Max schlich langsam und leise zur Portière, zog dieselbe ein wenig aus einander und blickte hindurch. Der Verräther lag noch ganz in derselben Stellung wie vorhin. Als der Doktor zum Bette zurückkehrte, hatte der König dasselbe bereits verlassen und war beschäftigt, sich anzukleiden. Max bemühte sich, ihm dabei behülflich zu sein, und rapportirte:

»Er schläft noch!«

»Er hatte heute nicht Dienst, tauschte aber mit einem Kollegen, welcher angeblich unwohl ist. Wenn er erwacht, wird er das Schlafzimmer nicht betreten, sondern sich nur durch den Eingang überzeugen, daß ich nicht wach bin. Lassen wir die Gardinen herab!«

Das Bett wurde verhüllt, so daß Grunert denken mußte, der König schlafe. »So, und jetzt folgen Sie mir zur Bibliothek!«

Der König näherte sich der Portière und glitt, nachdem er sich überzeugt hatte, daß Grunert wirklich schlief, gefolgt vom Doktor durch das Vorzimmer und dann durch die weiteren Räume bis an das Arbeitskabinet.

»Warten!« befahl er.

Ein Schlüssel klirrte, ein Schloß knackte.

»So, jetzt kommen Sie weiter. Die Dokumente sind in meiner Hand und dazu eine Waffe für den Nothfall. Sind Sie im Besitze einer solchen?«

»Ich trage einen Revolver.«

»Dann treten wir in die Bibliothek!«

Diese lag neben dem Arbeitszimmer.

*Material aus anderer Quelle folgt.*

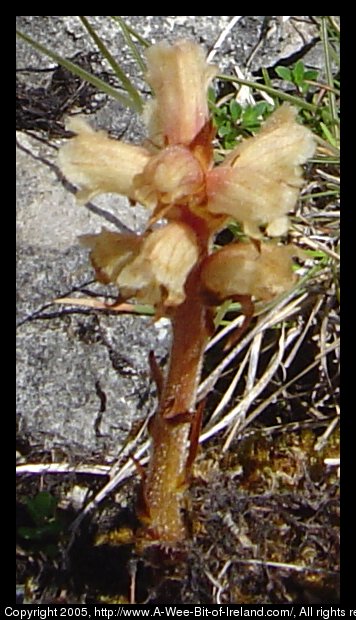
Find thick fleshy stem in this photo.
[138,262,212,545]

Sie traten ein und nahmen auf einem Sopha Platz, welches hinter breiten Bücherschränken verborgen stand. Hier begann der König ein ausführliches Verhör; Max erzählte, was mitzutheilen ihm nothwendig schien, doch verschwieg er sowohl die Art und Weise, wie er hinter die Geheimnisse des Herzogs gekommen war, als auch die beiden anderen Anschläge, welche dieser mit Penentrier und Helbig geschmiedet hatte. Er durfte die Sorgen des hohen Mannes nicht vermehren und wußte sich stark genug, die Intentionen Raumburgs zu kreuzen.

Nach den nothwendigen Mittheilungen trat eine Stille ein, welche so tief wurde, daß man im Arbeitszimmer nebenan selbst eine Fliege hätte summen hören können. Es schlug halb und drei Viertel. Kurz vor zwei Uhr ließ sich ein Geräusch vernehmen. Max erhob sich, um zu lauschen.

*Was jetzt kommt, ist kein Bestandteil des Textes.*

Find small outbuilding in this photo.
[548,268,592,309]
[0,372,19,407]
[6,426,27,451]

»Grunert,« berichtete er leise. »Er sitzt mit einer verschlossenen Blendlaterne in der Nähe des Schreibtisches.«

»Haben Sie Feuerzeug bei sich?«

»Ja.«

»Dort auf dem Tische steht eine Kerze. Sobald der Herzog eingetreten ist, brennen Sie dieselbe an, um zu leuchten. Nach unserem Eintritte decken Sie den Ausgang und überlassen das Übrige mir!«

Es vergingen noch einige Minuten der Spannung. Dann knisterte es drüben, und Max erhob sich, um zum zweiten Male zu lauschen.

»Der Herzog!« flüsterte er.

Um jedes Geräusch zu vermeiden, entzündete er das Streichholz mit dem Nagel seines Fingers, setzte die Wachskerze, welche er in die Linke nahm, in Brand und griff dann zum Revolver.

»Vorwärts!«

Der König trat voran zur Portière und blickte hindurch.